受付で名前を言えば、個室が予約してあるらしく、先に個室へ通された。
個室は和室で、外を見れば季節の花に生い茂った木々、そして鹿おどしが見えた。
(綺麗なところね)
庭を眺めること約5分。部屋の外が少し騒がしくなった。
(あら、お相手のご家族がいらっしゃったのかしら)
良子の予想は当たりだったようだ。個室の襖が開かれる。そこから、控えめな色の着物を着た女性とスーツを身に纏った二人の男性が入ってきた。
「本日は私どもから提案いたしました縁談に興味をお持ちいただき誠にありがとうございます」
入り口側にいる相手家族が頭を下げた。
父と母に続いて、良子も慌てて三つ指をついて頭を下げる。
「いえいえ。ありがとうございます。ささ、皆さん顔をあげてください。自己紹介と行きましょう」
それぞれテーブルにつき、自己紹介が始まった。

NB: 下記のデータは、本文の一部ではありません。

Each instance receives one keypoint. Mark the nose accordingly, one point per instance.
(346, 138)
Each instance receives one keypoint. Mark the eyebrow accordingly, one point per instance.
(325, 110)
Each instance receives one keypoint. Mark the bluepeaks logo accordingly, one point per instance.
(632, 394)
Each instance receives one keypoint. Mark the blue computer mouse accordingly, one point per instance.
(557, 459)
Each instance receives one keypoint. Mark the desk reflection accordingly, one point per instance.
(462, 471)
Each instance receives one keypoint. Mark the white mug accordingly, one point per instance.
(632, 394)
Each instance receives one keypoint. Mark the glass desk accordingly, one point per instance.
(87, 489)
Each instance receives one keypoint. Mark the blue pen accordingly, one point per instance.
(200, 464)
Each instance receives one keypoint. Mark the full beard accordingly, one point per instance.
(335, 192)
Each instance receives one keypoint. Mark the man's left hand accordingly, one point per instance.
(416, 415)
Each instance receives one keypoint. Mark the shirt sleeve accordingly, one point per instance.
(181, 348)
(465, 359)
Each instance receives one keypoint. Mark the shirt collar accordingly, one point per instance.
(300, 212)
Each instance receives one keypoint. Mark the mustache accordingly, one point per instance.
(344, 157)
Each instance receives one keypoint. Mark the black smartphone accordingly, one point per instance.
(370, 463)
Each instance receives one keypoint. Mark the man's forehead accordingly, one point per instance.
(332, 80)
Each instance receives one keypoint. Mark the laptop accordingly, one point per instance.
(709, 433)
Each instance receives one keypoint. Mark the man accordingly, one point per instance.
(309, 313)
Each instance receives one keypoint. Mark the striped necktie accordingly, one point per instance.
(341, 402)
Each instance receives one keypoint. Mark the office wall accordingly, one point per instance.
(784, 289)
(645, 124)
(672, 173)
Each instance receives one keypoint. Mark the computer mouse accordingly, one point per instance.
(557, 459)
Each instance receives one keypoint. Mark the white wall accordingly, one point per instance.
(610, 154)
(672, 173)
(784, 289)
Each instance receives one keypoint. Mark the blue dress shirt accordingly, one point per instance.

といっても主役はそのお相手の男性と良子だ。親の自己紹介は終わり、遂に良子の番が来てしまった。
「初めまして。わたくし松雪良子と申します。末長く縁を結ばせていただけたらと思います。どうぞよろしくお願いいたします」
良子はまた三つ指ついて頭を下げた
「ご丁寧にありがとう。僕は米山優。君と会えて嬉しいよ。これからお互いを知っていこう。
僕からも縁を結ばせていただけたらと思います」
「さて、お互いの意思が確認できたことですし、大人は退散して、子供たちだけで親睦を深めてもらいましょうか」
米山の奥様の声がけで大人たちは退散し、残されたのは良子と優だけである。
「ねえ君はさ、どこの学校に通っているの」
「学校……ですか。わたくしはここのような都会よりもうんと田舎の学校に通っております。米山様は、どこの学校に通っていらっしゃるのですか」
「僕はこの辺りの私立高校に通っているよ。男子校なんだ」
「そうなんですね」
「このままじゃ遠距離恋愛になってしまう。よし、決めた! 僕がそっちの学校に転校するよ。そしたらきみといる時間が増える。どう? いい考えだとは思わないかい」
「……良い考えだと、思いますわ」
「さっきから僕が話題を振ってばかりだったね。すまない。きみから僕に聞きたいことはある?」
「そう、ですね」
この場において発言権があることに驚いた。質問などしてはいけないと思っていた良子は戸惑いつつもどうしても聞けるのならば聞いておきたかったことを聞くことにした。
「なぜわたくしを選んだのですか?」
優は考えるそぶりも見せずすぐに答えた。
「僕はいずれ会社を継ぎ社長になる。その奥方として恥のない振る舞いをしてくれれば他のことには口を出すつまりはない。でもそこを勘違いしている子たちもいっぱいいる。求める振る舞いができそうな子を探していたら君を見つけたんだ。うちや君の家みたいなところに生まれた者がどうなるか、わかるよね」
「はい。会社を大きくする駒として使われます。女ならば縁を繋ぐための駒に、男ならば後継者として厳しく躾けられるでしょう」
「そう! それがわかっている子が良かったんだ」
「そう、なんですか」
「きみは僕が探していた理想のお嫁さんかもしれない。今はまだ婚約の段階だけど、時期が来たら結婚も考えている」
「えっと、そこまで考えてくれるのは嬉しいのですが、本当に私でいいんですか?」
「ま、それはこれから試していくんでしょ。まずは学校生活。僕はきりのいい9月から転校するよ。学校ではよろしくね」
「は、はい。よろしくお願いいたします」
これで烏丸とはもう話すこともできなくなるだろう。良子は胸の中で渦巻く怒り、困惑、なんで私がこんな目にといった思いを少しでも外に出さないと破裂しそうだ。
良子は誰にもバレないように小さくため息をついた。